Greffière, lors des débats : Mme Mélanie THOMAS
ARRÊT :
— contradictoire
— par mise à disposition de l’arrêt au greffe de la Cour, les parties en ayant été préalablement avisées dans les conditions prévues au deuxième alinéa de l’article 450 du code de procédure civile.
— signé par Valérie CHAMP, présidente de chambre et par Mélanie THOMAS, greffière, présente lors de la mise à disposition.
* * * * *
FAITS, PROCÉDURE ET PRÉTENTIONS DES PARTIES
Mme [P] [D] épouse [X] et M. [O] [X] (les époux [X]) sont titulaires d’un compte ouvert dans les livres de la société BNP Paribas.
Ils exposent qu’ils ont souhaité réaliser des investissements auprès de sociétés connues sur le territoire national et ont ainsi donné l’ordre à leur banque d’effectuer depuis leur compte deux virements les 30 juin et 2 juillet 2021, d’un montant de 100 000 euros chacun, à destination de comptes ouverts au nom des sociétés Générali et [X] Orpéa dans des établissements bancaires situés en Espagne.
Ils soutiennent que les fonds ont été dissipés et qu’ils ont déposé plainte le 8 octobre 2021 pour escroquerie.
Par exploit d’huissier du 26 novembre 2021, les époux [X] ont fait assigner en responsabilité et en indemnisation la société BNP Paribas devant le tribunal judiciaire de Paris pour manquement à son devoir de vigilance.
Par jugement contradictoire rendu le 11 mai 2023, le tribunal judiciaire de Paris, a :
— débouté M. [O] [X] et Mme [P] [D] épouse [X] de l’intégralité de leurs demandes ;
— condamné M. [O] [X] et Mme [P] [D] épouse [X] aux dépens ;
— condamné M. [O] [X] et Mme [P] [D] épouse [X] à verser à la société BNP Paribas la somme de 800 euros au titre de l’article 700 du code de procédure civile ;
— dit n’y avoir lieu exécution provisoire de droit de la décision.
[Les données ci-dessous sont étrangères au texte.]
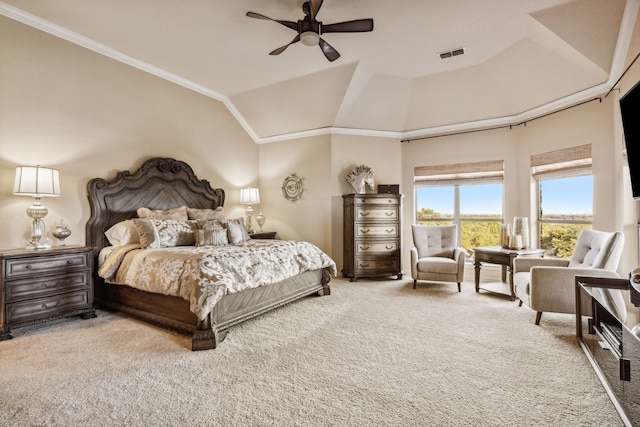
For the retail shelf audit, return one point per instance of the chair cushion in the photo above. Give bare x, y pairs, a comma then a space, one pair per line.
435, 241
593, 249
437, 265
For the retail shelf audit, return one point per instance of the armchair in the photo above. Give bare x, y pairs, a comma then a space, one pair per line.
435, 255
548, 284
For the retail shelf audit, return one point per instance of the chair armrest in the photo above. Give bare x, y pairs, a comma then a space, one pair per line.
553, 288
521, 264
414, 262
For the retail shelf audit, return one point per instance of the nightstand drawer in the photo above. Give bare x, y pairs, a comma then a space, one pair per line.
381, 230
369, 246
370, 213
35, 309
382, 265
33, 288
24, 267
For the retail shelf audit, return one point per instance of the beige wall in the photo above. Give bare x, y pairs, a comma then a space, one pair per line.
65, 107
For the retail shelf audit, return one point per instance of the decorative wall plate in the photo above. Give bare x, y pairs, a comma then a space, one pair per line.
292, 188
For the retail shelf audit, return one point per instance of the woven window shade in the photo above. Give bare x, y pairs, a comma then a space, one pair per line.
573, 161
487, 172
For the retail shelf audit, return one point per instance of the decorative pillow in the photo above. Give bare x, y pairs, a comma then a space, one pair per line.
209, 233
158, 233
236, 231
179, 213
206, 214
122, 233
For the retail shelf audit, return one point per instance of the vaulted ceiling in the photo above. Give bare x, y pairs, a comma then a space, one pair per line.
522, 58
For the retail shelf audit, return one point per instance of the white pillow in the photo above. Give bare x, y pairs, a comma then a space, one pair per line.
123, 233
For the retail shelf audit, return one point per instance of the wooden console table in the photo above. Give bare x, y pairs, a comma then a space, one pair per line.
504, 257
608, 330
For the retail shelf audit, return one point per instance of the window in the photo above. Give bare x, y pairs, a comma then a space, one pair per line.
565, 198
469, 195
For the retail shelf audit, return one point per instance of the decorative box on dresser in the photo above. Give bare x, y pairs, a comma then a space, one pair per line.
41, 285
372, 235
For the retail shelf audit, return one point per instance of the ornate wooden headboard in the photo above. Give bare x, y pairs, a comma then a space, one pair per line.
160, 183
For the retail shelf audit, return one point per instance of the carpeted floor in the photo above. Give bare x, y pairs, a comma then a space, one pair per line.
374, 353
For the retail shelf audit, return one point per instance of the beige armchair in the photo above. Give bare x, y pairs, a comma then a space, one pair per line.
548, 284
435, 255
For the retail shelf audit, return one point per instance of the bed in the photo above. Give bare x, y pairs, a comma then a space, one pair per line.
166, 183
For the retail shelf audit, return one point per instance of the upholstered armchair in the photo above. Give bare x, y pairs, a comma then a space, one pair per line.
435, 255
548, 284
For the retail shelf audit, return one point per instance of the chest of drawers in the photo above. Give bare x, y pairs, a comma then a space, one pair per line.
371, 235
43, 285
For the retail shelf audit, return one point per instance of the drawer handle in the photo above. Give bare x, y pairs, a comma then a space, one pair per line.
45, 305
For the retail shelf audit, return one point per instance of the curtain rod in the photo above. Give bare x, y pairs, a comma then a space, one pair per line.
511, 126
524, 123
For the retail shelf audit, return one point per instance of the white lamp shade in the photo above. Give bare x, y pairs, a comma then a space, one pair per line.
36, 181
249, 196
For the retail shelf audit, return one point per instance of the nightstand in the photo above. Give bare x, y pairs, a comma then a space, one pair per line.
264, 235
37, 286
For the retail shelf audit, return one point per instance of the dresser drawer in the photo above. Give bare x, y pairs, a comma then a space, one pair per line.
35, 309
364, 266
367, 247
363, 200
371, 213
46, 285
24, 267
377, 230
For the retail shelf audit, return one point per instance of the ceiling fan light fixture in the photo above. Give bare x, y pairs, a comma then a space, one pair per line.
309, 38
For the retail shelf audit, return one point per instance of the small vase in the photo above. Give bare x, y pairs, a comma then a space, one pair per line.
260, 218
61, 232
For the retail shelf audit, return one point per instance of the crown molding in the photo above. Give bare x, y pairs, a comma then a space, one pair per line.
624, 38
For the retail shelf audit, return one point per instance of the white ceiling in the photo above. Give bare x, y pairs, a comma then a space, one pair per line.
524, 57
Par déclaration du 1er décembre 2023, les époux [X] ont relevé appel de ce jugement à l’encontre de la société BNP Paribas.
Par conclusions notifiées par voie électronique, le 29 septembre 2025, les époux [X] demandent, au visa des articles 1231-1 et 1104 du code civil, à la cour de :
— les déclarer recevables et bien fondés en leur appel du jugement rendu le 11 mai 2023 par le tribunal judiciaire de Paris ;
Y faisant droit,
— infirmer le jugement dont appel en ce qu’il les a déboutés de leur demande de dommages et intérêts en réparation du préjudice né des manquements de BNP Paribas à son devoir de vigilance ;
— infirmer la décision de première instance en ce qu’elle les a condamnés au paiement de la somme de 800 euros au titre de l’article 700 du code de procédure civile et aux dépens ;
Statuant à nouveau :
— débouter la BNP Paribas de tous ses moyens, fins, conclusions et demandes ;
— condamner la BNP Paribas au paiement de dommages et intérêts d’un montant de 180 000 euros à leur bénéfice en réparation de leur préjudice financier ;
— condamner la BNP Paribas à 3 500 euros sur le fondement de l’article 700 du code de procédure civile ainsi qu’à tous les dépens de la présente instance ainsi que de la première instance.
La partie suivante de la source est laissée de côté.